Aquella mañana, después de tres días de llover sin parar, apareció, al fin, con el cielo despejado.

Don Quijote y Sancho Panza, alcaer la tarde del día anterior, se habían resguardado de la lluvia bajo unas encinas tan tupidas que se presentaron como un buen techo para pasar la noche.
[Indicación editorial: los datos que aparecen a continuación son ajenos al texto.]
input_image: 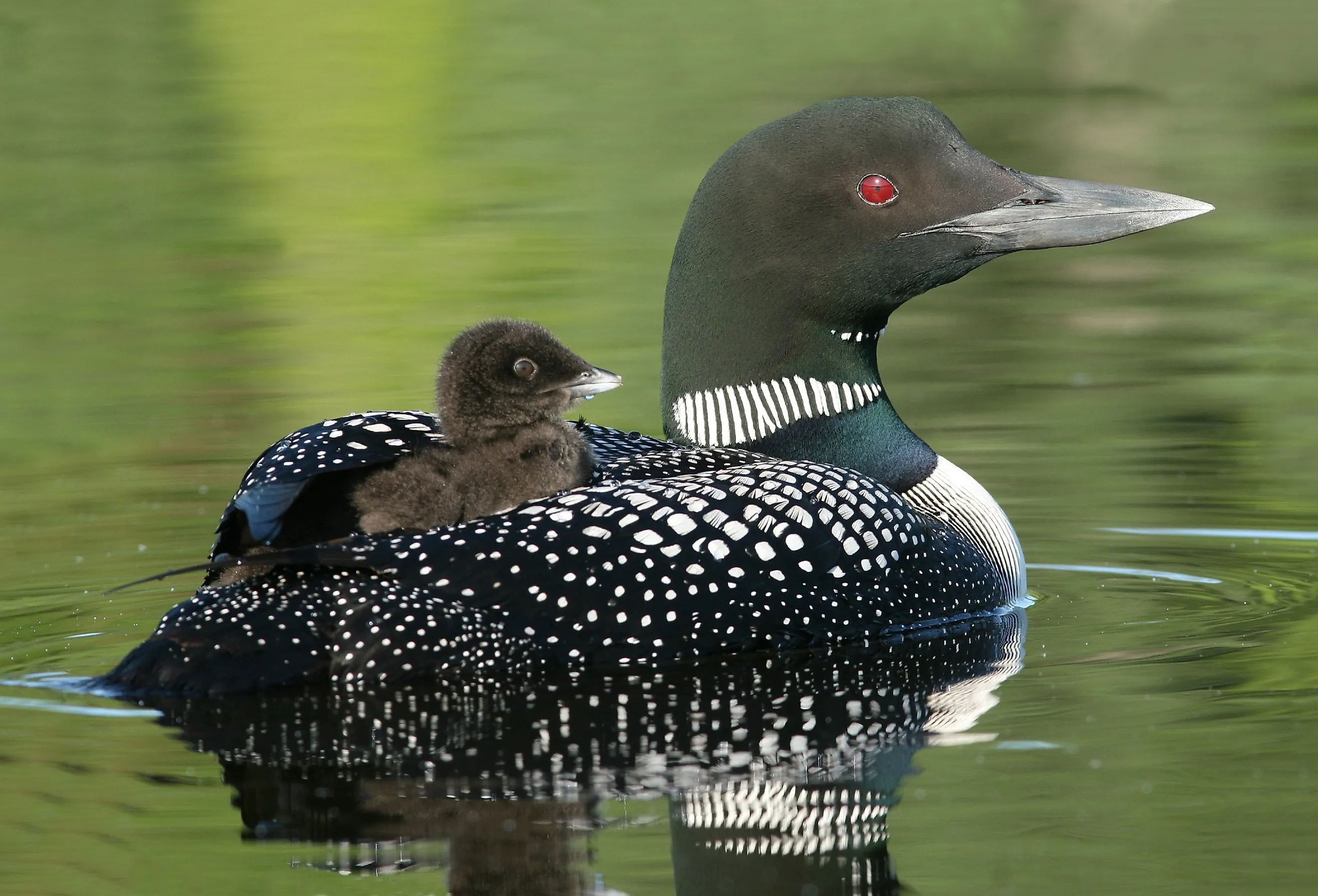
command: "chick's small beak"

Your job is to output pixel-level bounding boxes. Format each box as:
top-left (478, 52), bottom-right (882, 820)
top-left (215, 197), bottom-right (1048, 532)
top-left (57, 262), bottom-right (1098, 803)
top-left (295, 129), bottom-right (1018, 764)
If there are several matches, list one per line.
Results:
top-left (566, 367), bottom-right (622, 400)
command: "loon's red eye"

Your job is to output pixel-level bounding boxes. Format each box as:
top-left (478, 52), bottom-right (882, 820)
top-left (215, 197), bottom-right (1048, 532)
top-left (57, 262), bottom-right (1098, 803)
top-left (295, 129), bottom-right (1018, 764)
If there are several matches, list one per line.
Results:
top-left (855, 174), bottom-right (898, 206)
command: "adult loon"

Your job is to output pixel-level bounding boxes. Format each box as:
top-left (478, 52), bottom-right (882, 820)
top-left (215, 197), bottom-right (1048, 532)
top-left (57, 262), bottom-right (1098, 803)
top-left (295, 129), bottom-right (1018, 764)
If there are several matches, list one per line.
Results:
top-left (108, 97), bottom-right (1211, 693)
top-left (212, 317), bottom-right (622, 585)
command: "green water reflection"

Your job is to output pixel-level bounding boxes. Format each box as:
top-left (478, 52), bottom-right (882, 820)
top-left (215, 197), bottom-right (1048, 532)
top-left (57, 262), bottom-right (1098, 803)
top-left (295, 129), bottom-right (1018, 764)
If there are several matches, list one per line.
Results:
top-left (0, 0), bottom-right (1318, 896)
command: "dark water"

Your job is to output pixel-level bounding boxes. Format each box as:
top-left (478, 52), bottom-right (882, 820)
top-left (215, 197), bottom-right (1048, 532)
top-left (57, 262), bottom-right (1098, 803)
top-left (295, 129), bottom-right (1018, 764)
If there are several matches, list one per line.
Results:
top-left (0, 0), bottom-right (1318, 896)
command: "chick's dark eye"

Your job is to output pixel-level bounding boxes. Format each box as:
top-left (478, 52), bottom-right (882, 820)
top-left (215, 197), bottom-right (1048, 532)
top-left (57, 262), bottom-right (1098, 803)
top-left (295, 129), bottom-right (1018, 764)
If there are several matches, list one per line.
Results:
top-left (855, 174), bottom-right (898, 206)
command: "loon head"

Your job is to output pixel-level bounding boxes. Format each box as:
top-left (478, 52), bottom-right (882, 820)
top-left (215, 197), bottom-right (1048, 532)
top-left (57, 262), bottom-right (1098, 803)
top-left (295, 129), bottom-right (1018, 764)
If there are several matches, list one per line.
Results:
top-left (663, 97), bottom-right (1213, 489)
top-left (435, 317), bottom-right (622, 444)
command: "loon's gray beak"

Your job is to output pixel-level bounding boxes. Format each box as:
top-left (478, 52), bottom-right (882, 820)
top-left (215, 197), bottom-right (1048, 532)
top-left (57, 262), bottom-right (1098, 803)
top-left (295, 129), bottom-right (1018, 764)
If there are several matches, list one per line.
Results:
top-left (902, 171), bottom-right (1213, 254)
top-left (566, 367), bottom-right (622, 400)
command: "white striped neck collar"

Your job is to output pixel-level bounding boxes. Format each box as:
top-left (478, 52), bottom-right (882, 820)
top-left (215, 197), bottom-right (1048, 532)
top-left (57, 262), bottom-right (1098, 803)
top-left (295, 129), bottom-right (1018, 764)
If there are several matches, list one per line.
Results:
top-left (829, 327), bottom-right (887, 342)
top-left (671, 377), bottom-right (883, 448)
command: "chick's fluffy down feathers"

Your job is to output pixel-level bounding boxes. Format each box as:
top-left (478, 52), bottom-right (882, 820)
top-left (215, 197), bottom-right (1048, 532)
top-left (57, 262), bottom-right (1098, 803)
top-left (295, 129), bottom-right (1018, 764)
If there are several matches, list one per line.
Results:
top-left (352, 420), bottom-right (595, 532)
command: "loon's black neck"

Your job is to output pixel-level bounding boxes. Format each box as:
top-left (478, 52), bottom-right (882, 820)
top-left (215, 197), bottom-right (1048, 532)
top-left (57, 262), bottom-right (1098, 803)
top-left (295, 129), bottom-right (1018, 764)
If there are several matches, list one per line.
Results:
top-left (664, 319), bottom-right (937, 490)
top-left (661, 97), bottom-right (1211, 490)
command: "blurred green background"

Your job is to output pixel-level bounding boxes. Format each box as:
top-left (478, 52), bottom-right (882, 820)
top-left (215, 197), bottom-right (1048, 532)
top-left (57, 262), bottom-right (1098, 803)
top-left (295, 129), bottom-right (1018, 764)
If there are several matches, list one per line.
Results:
top-left (0, 0), bottom-right (1318, 896)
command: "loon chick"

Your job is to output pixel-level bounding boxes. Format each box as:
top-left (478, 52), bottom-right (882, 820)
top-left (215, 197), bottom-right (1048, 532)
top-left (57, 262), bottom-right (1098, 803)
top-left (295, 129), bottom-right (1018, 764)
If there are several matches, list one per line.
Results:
top-left (107, 97), bottom-right (1211, 692)
top-left (352, 319), bottom-right (622, 532)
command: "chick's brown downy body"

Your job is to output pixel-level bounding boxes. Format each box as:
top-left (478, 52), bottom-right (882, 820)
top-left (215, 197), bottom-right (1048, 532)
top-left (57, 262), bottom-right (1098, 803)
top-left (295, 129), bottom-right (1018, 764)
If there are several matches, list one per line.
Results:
top-left (352, 319), bottom-right (621, 532)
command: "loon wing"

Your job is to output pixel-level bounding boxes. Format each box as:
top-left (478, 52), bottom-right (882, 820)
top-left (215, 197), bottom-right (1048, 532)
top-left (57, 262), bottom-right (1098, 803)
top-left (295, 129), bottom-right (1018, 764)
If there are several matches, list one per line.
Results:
top-left (108, 433), bottom-right (1011, 689)
top-left (211, 411), bottom-right (443, 559)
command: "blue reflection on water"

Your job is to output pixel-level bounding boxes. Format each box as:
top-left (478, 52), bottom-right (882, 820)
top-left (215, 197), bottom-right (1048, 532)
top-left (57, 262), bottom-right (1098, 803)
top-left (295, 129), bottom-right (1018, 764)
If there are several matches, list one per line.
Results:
top-left (1025, 563), bottom-right (1222, 585)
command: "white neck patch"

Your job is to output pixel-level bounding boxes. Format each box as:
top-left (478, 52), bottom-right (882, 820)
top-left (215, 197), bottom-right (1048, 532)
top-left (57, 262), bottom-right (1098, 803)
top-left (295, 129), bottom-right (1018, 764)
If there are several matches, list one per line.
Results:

Así que, después del sueño breve pero reparador, don Quijote, como buen madrugador, bendijo la bonanza de la mañana que tenían por delante y despertó a su escudero para ponerse en marcha cuanto antes.

Por su parte, Sancho Panza, como buen dormilón que era, maldijo el buen tiempo que había animado a su señor a ponerse en camino tan temprano.

-Que las cinco de la mañana no son horas para que se levante un cristiano –protestó el escudero, mientras ensillaba al también adormilado Rocinante.

-Pues se supone que eres campesino y, como tal, acostumbrado a madrugar. ¿O no? ¿A qué hora ibas a trabajar las fanegas de sembradura, malandrín; después de la siesta? –preguntó don Quijote ante las protestas de Sancho.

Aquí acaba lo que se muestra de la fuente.